Il 2016 sta regalando grandi soddisfazioni ai fan del thrash metal. Tutti i grandi nomi della scena, infatti, hanno rilasciato album di alta qualità e potevano dunque essere da meno i Testament? La risposta è no. La band guidata dal carismatico Chuck Billy era attesa al varco, ma non ha deluso le aspettative che si erano venute a creare da quando questo “Brotherhood Of The Snake” è stato annunciato. Questa nuova raccolta di inediti della band americana si posiziona senza problemi tra i migliori capitoli del gruppo e si dimostra spanne sopra al precedente “Dark Roots Of The Earth” che convinceva solamente nella prima parte poiché gli ultimi brani evidenziavano un calo della qualità abbastanza netto. “Brotherhood Of The Snake” invece non ha punti deboli e suona estremamente aggressivo: sebbene sia stato composto quasi solo da Eric Peterson il disco si dimostra piuttosto variegato alternando pezzi più violenti come la buona “The Number Game” a pezzi più heavy come “Born In A Rut“. Prima di parlare in senso stretto di musica è necessario spendere due parole sul concept dietro al disco, poiché l’intero lavoro è basato dal punto di visto lirico su un’ipotetica fratellanza che comanda il mondo e che ovviamente influenza il corso della storia e la società stessa.
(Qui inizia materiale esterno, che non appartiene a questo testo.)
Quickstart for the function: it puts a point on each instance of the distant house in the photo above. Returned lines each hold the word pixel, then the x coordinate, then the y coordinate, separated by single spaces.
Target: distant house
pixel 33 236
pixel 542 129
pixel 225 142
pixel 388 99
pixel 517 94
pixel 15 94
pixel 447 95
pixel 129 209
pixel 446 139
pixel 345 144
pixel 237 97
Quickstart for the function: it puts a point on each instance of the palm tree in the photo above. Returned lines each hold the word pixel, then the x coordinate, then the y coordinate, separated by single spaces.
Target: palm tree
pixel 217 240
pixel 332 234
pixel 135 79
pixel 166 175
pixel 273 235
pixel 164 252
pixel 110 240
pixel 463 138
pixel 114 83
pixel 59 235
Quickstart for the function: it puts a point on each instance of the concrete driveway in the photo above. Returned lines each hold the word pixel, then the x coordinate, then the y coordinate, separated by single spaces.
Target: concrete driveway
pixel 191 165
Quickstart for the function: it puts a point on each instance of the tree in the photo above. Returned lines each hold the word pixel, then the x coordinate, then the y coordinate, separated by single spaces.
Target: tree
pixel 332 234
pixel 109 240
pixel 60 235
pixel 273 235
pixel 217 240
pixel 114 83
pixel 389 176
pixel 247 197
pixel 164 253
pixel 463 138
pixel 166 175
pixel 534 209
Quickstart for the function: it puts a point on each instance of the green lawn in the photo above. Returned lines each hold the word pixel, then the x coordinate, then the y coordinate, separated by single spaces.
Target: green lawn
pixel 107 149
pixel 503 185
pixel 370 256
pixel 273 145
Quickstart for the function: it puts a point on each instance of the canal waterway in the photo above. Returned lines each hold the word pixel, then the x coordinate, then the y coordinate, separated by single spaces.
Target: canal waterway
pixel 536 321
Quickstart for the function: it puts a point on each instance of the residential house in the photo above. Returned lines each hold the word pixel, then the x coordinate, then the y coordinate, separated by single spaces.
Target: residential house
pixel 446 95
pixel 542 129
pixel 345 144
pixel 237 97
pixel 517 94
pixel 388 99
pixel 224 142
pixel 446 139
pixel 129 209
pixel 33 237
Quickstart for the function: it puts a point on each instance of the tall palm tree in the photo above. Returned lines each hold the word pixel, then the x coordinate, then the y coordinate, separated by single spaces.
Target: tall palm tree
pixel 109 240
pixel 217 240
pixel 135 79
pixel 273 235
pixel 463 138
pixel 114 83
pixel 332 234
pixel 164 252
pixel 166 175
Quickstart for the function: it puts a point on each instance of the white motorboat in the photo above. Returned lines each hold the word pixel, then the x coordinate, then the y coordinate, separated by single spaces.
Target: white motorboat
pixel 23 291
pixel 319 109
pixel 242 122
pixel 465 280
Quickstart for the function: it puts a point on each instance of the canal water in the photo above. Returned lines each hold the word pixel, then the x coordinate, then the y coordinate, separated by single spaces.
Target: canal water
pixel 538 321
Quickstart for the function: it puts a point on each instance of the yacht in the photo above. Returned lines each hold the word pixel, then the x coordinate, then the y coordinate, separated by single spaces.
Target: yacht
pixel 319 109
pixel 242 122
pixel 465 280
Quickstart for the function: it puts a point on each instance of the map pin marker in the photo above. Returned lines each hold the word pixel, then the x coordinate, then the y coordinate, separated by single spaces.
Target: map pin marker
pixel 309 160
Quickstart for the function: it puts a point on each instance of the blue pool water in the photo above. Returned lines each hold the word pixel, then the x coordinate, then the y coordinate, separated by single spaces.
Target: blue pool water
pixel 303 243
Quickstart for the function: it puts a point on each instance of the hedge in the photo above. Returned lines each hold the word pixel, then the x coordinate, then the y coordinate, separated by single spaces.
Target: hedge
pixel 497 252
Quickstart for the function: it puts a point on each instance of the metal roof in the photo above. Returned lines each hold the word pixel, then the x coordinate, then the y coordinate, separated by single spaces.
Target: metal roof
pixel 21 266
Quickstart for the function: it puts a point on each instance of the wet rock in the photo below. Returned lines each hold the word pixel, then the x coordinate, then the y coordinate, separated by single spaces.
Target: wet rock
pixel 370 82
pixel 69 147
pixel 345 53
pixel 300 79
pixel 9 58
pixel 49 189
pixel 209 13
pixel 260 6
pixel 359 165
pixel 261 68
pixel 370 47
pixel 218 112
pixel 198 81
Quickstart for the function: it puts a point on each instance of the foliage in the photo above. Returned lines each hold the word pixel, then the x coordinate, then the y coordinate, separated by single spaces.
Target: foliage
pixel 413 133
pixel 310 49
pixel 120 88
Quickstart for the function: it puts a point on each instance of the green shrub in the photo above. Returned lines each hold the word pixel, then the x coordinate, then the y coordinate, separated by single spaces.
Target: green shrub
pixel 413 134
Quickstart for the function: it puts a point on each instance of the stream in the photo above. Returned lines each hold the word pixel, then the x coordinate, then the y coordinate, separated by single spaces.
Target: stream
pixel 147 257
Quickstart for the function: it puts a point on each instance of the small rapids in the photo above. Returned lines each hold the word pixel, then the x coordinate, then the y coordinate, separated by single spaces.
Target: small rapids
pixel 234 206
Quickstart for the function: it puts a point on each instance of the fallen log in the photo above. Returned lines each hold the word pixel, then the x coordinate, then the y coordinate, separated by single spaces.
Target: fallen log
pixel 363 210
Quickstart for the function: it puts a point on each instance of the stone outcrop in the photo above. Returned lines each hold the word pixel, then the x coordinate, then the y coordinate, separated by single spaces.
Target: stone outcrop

Musicalmente parlando il disco invece si dimostra inattaccabile, totalmente solido e ha il pregio di mettere assieme tutti i volti dei Testament, da quello più heavy e catchy con la già citata “Born In A Rut“, passando per quello più aggressivo con la titletrack o “Stronghold“. Il sottoscritto ha sempre visto Eric Peterson come l’anima più estrema dei Testament, mentre Alex Skolnick come quella più melodica. Nonostante il disco sia stato composto quasi solo dal primo, la melodia non manca e dimostra la versatilità di Peterson dal punto di vista compositivo; emblematica in questo senso “Neptune’s Spear” dove le parti soliste sono ben fatte e si dimostrano fondamentali per la riuscita del brano. L’unico brano che suona meno ispirato degli altri è “Black Jack“, poiché non ha nulla che lo renda memorabile, ma non va considerato un filler.
“Brotherhood Of The Snake” si rivela dunque una delle migliori prove in studio dei Testament e si prende a mani basse il titolo di “album dell’anno”. Questa volta i Nostri hanno fatto centro offrendo ai fan un album completo e curato sotto ogni punto di vista e che cresce continuamente con gli ascolti. Da segnalare vi è anche la produzione che si dimostra compatta e riesce a dare un valore aggiunto ai brani, trasmettendo l’energia e l’impegno che la band ha messo in questo album.